António Marques Dias, Catarina Quaresma, António Mello Vieira, Filipe Barreto, Virgilio Garcia, CFA, Nuno Sousa Pereira, Sixty Degrees. Créditos: Vitor Duarte

TRIBUNA escrita pela equipa da Sixty Degrees.

As perspetivas económicas para 2022, deverão manter-se muito condicionadas pela evolução da própria pandemia. O surgimento de novos surtos de infeção, obrigando à introdução de algum grau de restrições, poderá continuar a prejudicar de alguma forma a recuperação económica. O prolongamento da crise de saúde pública deverá adiar a resolução dos desequilíbrios entre oferta e procura, despoletados pela pandemia, com implicações negativas sobre a evolução futura da atividade a nível global.

Em 2022, é expectável que a imunidade global aumente em resultado do avanço dos programas de vacinação e da própria contração da doença. A prazo, a COVID-19 deverá tornar-se endémico e sazonal, à semelhança da gripe e de outros coronavírus existentes. No entanto, em função do forte envolvimento político numa questão puramente sanitária, o caminho a percorrer até se atingir a fase endémica adivinha-se longo. Pela positiva, espera-se uma contínua melhoria no avanço científico, quer ao nível das vacinas, quer dos tratamentos disponíveis, sendo expectável o surgimento de novas soluções terapêuticas ao longo do tempo.

Tensão geopolítica

Ao longo do último ano, as tensões geopolíticas entre as maiores potências mundiais têm vindo a tornar-se mais notórias. A principal situação, que tem captado a maioria das atenções internacionais, prende-se com a tensão entre os EUA e a China, nomeadamente com o extremar das demonstrações militares e a retórica territorial em torno de Taiwan. No capítulo económico, apesar da Guerra Comercial, iniciada pelo presidente Trump, estar oficialmente em pausa, o gabinete do presidente Biden tem mantido os protestos devido à subsidiação de setores como o aço, as células fotovoltaicas e os semicondutores. A segunda questão geopolítica com relevância a nível mundial, é a presumível escalada de forças russas junto à fronteira Ucraniana. Para reduzir a probabilidade deste conflito, a Rússia tem procurado um compromisso firme dos EUA em que a NATO não se estenderá para Este e que a Ucrânia não se juntará ao Tratado do Atlântico Norte, deixando o território ucraniano com um estatuto que não permita o posicionamento de armamento de longo alcance capaz de ameaçar o território russo.

Inflação

Tendo assistido, ao longo da última década, à implementação de políticas monetárias expansionistas por parte dos bancos centrais das principais economias desenvolvidas – EUA (exceção durante o período de 2016 a 2019), Zona Euro e Reino Unido – eis que o fenómeno do aumento não transitório da taxa de inflação volta a ressurgir, numa altura aparentemente improvável por ter sido antecedida por um período de forte contração económica, resultado dos efeitos provocados pelas medidas de contenção da pandemia de COVID-19. A título de exemplo, as principais variações no Índice de Preços no Consumidor (YOY em outubro 2021) foram: EUA - 6,2%, Zona Euro - 4,1%, Reino Unido - 4,2%.
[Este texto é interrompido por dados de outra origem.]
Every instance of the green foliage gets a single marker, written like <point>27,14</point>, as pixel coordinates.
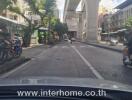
<point>4,4</point>
<point>128,23</point>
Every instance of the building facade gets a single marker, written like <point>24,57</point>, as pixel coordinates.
<point>119,18</point>
<point>85,22</point>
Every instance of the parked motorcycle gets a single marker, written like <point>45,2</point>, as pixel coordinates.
<point>127,58</point>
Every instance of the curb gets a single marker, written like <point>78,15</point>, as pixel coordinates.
<point>12,64</point>
<point>104,47</point>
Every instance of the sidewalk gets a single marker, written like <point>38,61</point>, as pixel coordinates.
<point>28,54</point>
<point>117,48</point>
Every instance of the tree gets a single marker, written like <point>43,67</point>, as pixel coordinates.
<point>4,4</point>
<point>35,6</point>
<point>60,28</point>
<point>128,23</point>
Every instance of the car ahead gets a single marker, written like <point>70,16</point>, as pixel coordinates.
<point>56,88</point>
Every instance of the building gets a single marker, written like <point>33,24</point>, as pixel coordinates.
<point>120,17</point>
<point>70,17</point>
<point>56,12</point>
<point>89,20</point>
<point>83,23</point>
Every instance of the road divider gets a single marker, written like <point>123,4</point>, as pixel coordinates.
<point>103,46</point>
<point>13,64</point>
<point>95,72</point>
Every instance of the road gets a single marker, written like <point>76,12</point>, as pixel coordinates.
<point>74,60</point>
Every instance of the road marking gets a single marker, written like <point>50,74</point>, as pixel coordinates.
<point>95,72</point>
<point>14,70</point>
<point>83,46</point>
<point>65,47</point>
<point>55,47</point>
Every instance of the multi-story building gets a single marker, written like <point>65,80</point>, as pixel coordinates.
<point>84,23</point>
<point>119,18</point>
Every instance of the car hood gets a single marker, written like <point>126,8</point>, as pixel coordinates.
<point>58,81</point>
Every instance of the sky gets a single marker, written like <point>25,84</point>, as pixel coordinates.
<point>106,3</point>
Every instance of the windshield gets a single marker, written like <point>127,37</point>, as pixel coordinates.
<point>65,38</point>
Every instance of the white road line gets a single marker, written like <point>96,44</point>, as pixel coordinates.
<point>91,46</point>
<point>95,72</point>
<point>83,46</point>
<point>55,47</point>
<point>14,70</point>
<point>65,47</point>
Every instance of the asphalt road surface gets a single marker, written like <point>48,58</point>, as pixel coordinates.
<point>74,60</point>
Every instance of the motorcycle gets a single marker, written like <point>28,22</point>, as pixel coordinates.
<point>127,58</point>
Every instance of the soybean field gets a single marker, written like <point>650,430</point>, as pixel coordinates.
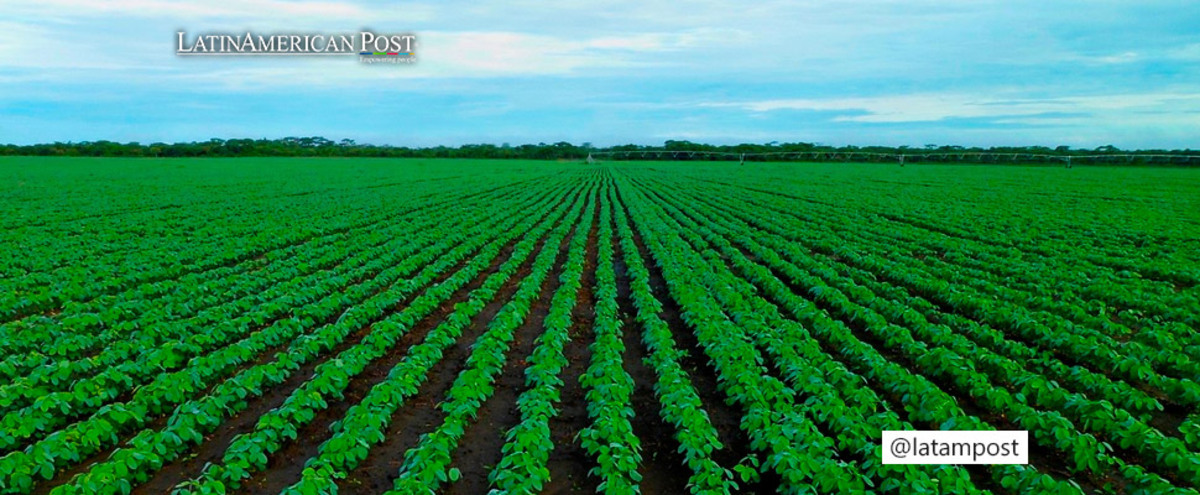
<point>370,326</point>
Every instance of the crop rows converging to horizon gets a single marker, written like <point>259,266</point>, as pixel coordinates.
<point>306,326</point>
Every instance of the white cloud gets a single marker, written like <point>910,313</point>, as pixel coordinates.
<point>934,107</point>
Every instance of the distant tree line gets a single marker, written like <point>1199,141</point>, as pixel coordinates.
<point>561,150</point>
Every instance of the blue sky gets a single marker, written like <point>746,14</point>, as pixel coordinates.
<point>1083,73</point>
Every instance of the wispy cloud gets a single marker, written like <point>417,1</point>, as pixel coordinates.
<point>935,107</point>
<point>643,71</point>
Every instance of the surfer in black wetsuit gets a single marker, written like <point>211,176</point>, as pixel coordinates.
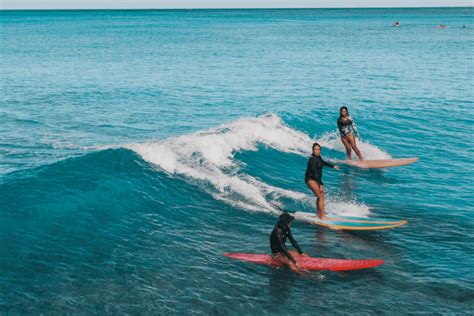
<point>313,175</point>
<point>347,128</point>
<point>277,243</point>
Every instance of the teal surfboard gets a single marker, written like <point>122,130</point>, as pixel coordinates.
<point>349,222</point>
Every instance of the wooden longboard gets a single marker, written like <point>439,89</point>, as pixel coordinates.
<point>309,263</point>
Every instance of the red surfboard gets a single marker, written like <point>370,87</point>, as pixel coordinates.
<point>309,263</point>
<point>378,163</point>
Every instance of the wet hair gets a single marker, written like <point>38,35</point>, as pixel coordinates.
<point>285,219</point>
<point>343,108</point>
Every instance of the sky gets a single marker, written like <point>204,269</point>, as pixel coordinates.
<point>181,4</point>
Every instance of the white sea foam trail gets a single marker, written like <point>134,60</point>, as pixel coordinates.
<point>333,141</point>
<point>208,157</point>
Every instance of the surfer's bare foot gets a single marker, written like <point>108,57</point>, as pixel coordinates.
<point>321,215</point>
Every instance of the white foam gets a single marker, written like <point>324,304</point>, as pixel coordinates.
<point>332,141</point>
<point>209,157</point>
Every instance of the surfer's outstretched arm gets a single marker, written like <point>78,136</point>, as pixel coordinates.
<point>354,127</point>
<point>327,164</point>
<point>294,243</point>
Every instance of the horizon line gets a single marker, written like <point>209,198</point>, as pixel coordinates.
<point>232,8</point>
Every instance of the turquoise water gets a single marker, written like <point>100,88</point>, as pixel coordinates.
<point>136,147</point>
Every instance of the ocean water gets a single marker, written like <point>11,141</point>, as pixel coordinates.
<point>136,147</point>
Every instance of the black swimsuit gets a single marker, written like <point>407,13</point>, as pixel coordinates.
<point>314,169</point>
<point>278,239</point>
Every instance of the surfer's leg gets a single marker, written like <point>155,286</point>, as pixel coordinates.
<point>354,146</point>
<point>287,262</point>
<point>348,147</point>
<point>319,193</point>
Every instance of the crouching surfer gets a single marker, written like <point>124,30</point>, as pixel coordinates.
<point>278,238</point>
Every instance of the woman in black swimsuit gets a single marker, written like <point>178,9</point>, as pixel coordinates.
<point>313,175</point>
<point>347,128</point>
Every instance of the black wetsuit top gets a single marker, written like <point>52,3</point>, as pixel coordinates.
<point>346,127</point>
<point>278,239</point>
<point>314,169</point>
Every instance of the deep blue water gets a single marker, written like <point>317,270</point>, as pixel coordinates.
<point>136,147</point>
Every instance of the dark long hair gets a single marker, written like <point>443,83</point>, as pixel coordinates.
<point>343,108</point>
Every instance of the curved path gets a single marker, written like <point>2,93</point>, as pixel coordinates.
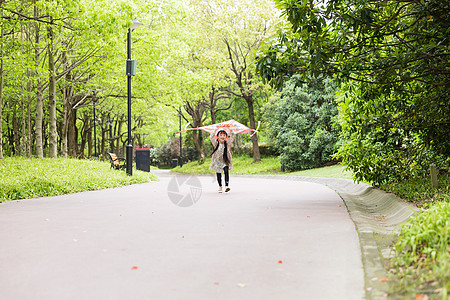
<point>267,239</point>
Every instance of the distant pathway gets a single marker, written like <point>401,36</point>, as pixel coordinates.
<point>267,239</point>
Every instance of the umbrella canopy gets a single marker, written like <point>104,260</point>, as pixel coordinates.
<point>231,125</point>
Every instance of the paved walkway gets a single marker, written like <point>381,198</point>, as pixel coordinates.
<point>267,239</point>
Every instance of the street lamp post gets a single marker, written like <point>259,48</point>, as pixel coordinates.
<point>131,71</point>
<point>181,141</point>
<point>94,99</point>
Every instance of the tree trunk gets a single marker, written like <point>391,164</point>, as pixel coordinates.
<point>16,134</point>
<point>65,94</point>
<point>72,136</point>
<point>23,149</point>
<point>251,115</point>
<point>1,90</point>
<point>53,134</point>
<point>39,95</point>
<point>29,141</point>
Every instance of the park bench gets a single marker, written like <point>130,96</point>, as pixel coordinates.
<point>117,163</point>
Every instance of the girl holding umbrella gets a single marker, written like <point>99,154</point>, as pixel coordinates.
<point>221,136</point>
<point>221,160</point>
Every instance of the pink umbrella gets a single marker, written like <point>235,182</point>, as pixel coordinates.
<point>232,125</point>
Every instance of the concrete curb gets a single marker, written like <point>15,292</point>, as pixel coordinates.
<point>377,216</point>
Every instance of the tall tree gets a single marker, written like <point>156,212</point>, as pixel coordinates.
<point>393,56</point>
No entanto, é nossa convicção que o recente aumento da taxa de inflação não tem como principal causa as políticas monetárias expansionistas, levadas a cabo pelos diversos bancos centrais desde o final da primeira década do século XXI. Deve-se sim a uma mistura entre a alteração dos fluxos de capitais internacionais (inflação dos ativos) e a escassez generalizada de produtos (inflação pela procura), resultante dos bloqueios, provocados pela medidas de combate à COVID-19, que interromperam a cadeia de produção e de logística, especialmente por causa da gestão denominada Just-In-Time onde as empresas reduzem os seus stocks ao mínimo indispensável. Por outro lado, a permanência dos programas de compras de ativos, maioritariamente de títulos de dívida pública, pelos bancos centrais das principais economias, acabou por trazer as taxas de juro das obrigações para níveis perto de 0%, eliminando assim o papel de equilíbrio desta categoria e levando os investidores a preferir o investimento noutras classes de ativos onde se têm destacado as ações e o setor imobiliário (inflação dos ativos).

Para 2022, apesar do aumento significativo da taxa de vacinação nos países desenvolvidos quando comparada com o final de 2020, verifica-se que o surgimento de novas variantes, como é o caso da Ómicron. Cenário que poderá continuar a ser enfrentado com mais restrições ao bom funcionamento das economias o que deverá agravar os referidos bloqueios nas cadeias de produção, de logística e de consumo. É neste cenário que o nível geral de preços ainda deverá permanecer elevado no próximo ano, perdendo a sua classificação de transitório para assumir uma figura mais permanente.

Crise alimentar

Uma das causas para o aumento do nível geral de preços, ao longo do último ano, tem estado ligado ao incremento do custo dos bens alimentares. O Índice de Preços dos Alimentos da FAO (Food and Agriculture Organization das Nações Unidas) aumentou 27,3% em relação a novembro de 2020, colocando-o no nível mais alto desde junho de 2011, em termos nominais, e desde 1975 em termos reais. Em termos anuais, entre novembro 2020 e novembro 2021, assistimos a aumentos de 23,3% no preço dos cereais, 51,4% nos óleos vegetais, 19,1% nos produtos lácteos, 17,7% nos preços da carne e 37,9% no açúcar.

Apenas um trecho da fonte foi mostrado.